E, seguindo esse irrepreensível entendimento, haja vista ter-se criado no seio da República brasileira um semipresidencialismo ou um parlamentarismo desengonçados, com a evidente e indevida apropriação de bilionários valores orçamentários, transferidos para os entes federados, para aplicação, se aplicados, sem nenhuma fiscalização ou transparência, com a única escusa finalidade de atender a interesses, do mesmo modo, escusos, eleitoreiros e fraudulentos, assim sendo transgredidas as regras constitucionais, que tratam do orçamento público, contempladas nos arts. 163 a 169 da Constituição Federal, ressalvando-se todas as normas que foram citadas na decisão pelo Ministro Flávio Dino, entre as quais o § 10 do art. 165 da CF, cujo teor normativo estabelece que a administração “tem o dever de executar as programações orçamentárias, adotando os meios e as medidas necessários, com o propósito de garantir a efetiva entrega de bens e serviços à

sociedade”. Pergunta-se: como cumprir essa regra impositiva ao administrador público, no caso o Poder Executivo federal, tendo em vista o descontrole orçamentário decorrente das emendas impositivas, em vista de mudanças significativas na Carta Magna, com a inserção do orçamento impositivo e, mais recentemente, com as transferências especiais, tendo o Congresso Nacional promulgado, em 12 de janeiro de 2019, a Emenda Constitucional 105/19, que permitiu a transferência direta de recursos de emendas parlamentares a Estados, Distrito Federal e Municípios, sem vinculação a uma finalidade específica. E, em 22 de dezembro, de 2022, foi publicada a Emenda Constitucional nº 126/2022 (Emenda da Transição), que alterou as regras permanentes para cálculo e distribuição dos valores das emendas impositivas individuais, alteração promovida no art. 166, § 9º, que redefiniu a base de cálculo para o limite de 2% da Receita Corrente Líquida (RCL) do exercício anterior ao do encaminhamento do projeto de lei orçamentária anual, cabendo às emendas de deputados o total de 1,55% da RCL, e às emendas de senadores 0,45% da RCL.

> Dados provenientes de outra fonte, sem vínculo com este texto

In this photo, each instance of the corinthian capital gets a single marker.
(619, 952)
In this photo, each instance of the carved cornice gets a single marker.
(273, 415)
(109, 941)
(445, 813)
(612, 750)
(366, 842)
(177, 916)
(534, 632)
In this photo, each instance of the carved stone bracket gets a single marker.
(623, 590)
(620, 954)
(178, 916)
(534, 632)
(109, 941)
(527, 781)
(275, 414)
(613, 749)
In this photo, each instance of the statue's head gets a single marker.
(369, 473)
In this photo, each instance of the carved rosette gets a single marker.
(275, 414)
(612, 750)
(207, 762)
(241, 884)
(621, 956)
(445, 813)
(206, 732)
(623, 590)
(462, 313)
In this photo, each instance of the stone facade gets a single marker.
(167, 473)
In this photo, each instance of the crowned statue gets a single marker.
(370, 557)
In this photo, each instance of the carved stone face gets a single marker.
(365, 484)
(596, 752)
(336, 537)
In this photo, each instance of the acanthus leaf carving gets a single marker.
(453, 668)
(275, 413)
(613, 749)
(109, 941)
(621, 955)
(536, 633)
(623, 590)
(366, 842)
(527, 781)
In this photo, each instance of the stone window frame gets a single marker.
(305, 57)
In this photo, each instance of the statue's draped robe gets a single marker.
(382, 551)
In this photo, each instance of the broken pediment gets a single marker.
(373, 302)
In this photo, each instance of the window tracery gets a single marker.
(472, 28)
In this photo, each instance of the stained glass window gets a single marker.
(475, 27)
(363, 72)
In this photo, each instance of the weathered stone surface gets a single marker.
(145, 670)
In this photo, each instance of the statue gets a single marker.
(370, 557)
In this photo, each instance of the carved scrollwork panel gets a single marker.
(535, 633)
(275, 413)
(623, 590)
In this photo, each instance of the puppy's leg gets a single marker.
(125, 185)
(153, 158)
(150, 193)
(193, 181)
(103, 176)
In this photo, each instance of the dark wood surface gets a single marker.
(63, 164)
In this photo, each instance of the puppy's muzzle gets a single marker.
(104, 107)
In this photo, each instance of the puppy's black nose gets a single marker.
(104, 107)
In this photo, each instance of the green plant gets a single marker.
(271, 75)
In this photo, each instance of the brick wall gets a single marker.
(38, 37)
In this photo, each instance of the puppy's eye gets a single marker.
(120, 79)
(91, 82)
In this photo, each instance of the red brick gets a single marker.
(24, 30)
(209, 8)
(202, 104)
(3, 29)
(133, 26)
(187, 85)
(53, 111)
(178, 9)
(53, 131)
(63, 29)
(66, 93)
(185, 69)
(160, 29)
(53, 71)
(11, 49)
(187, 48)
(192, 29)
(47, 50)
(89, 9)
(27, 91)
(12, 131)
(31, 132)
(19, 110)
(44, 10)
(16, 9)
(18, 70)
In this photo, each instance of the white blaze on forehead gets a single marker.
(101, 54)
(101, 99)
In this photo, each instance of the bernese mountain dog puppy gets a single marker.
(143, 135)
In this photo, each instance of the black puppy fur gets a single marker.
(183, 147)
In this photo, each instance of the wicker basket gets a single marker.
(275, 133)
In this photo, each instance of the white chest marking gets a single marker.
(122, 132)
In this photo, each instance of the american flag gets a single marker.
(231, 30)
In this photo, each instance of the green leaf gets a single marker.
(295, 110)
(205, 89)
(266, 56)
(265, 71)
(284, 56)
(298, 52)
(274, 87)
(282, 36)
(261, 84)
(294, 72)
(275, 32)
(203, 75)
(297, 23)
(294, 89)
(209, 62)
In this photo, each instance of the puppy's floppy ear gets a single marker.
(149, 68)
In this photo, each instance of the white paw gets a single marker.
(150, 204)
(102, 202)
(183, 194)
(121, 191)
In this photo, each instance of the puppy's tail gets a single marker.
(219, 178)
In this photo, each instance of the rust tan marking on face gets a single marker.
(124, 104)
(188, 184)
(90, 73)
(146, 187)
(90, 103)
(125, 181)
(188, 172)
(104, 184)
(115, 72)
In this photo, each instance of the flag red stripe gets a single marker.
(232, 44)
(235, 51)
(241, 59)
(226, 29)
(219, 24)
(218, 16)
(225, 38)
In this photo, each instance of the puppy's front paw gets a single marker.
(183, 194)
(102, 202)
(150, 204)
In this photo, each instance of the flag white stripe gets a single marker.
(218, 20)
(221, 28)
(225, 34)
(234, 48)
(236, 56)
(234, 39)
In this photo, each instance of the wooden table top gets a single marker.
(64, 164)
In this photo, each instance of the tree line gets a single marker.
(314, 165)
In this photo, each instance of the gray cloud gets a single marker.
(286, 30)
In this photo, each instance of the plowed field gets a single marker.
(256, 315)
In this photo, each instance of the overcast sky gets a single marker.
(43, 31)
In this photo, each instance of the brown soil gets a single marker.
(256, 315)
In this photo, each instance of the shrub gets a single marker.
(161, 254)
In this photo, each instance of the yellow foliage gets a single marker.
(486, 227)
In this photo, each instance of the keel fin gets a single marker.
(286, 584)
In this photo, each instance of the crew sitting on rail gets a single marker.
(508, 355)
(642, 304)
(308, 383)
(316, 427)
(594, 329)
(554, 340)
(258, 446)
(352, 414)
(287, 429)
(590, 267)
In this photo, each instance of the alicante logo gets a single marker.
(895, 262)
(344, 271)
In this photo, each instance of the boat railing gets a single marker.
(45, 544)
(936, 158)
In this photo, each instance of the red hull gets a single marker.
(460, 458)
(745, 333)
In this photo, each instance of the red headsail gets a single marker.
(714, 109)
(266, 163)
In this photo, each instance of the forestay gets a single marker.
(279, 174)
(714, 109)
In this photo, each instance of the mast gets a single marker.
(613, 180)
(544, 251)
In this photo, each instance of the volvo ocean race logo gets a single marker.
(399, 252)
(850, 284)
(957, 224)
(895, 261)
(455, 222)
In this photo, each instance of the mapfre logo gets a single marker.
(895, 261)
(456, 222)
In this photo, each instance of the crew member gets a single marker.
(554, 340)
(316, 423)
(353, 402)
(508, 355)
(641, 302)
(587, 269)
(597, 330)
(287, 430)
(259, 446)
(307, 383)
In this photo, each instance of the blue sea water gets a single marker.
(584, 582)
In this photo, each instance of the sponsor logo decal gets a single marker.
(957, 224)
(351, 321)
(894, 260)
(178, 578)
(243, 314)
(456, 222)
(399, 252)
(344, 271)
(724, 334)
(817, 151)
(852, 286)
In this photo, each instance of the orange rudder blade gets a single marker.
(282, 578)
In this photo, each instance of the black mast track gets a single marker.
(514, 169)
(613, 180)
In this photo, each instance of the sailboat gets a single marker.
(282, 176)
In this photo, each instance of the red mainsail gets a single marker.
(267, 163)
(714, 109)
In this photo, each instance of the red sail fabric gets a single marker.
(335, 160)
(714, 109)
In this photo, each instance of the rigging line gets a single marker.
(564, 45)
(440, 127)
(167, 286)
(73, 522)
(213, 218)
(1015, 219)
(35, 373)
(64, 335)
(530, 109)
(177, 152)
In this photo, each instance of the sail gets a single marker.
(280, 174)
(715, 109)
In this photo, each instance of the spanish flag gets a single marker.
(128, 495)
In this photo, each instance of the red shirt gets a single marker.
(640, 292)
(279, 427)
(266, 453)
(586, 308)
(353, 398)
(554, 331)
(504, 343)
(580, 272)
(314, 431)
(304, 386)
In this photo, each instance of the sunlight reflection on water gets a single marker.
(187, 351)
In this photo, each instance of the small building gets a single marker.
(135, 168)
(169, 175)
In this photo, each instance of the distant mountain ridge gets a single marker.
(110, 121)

Como facilmente se deduz, estabeleceu-se, com essas esdrúxulas emendas, a ingovernabilidade impositiva. A decisão cautelar o Ministro Flávio Dino dá uma reviravolta para que, orçamentariamente, o Brasil tenha segurança na aplicação dos recursos públicos, com o rigor na observância da transparência da sua aplicação, o que atende aos ditames éticos impostos pela Constituição Federal, embora não seja do agrado de Arthur Lira, infelizmente presidente da Câmara Federal.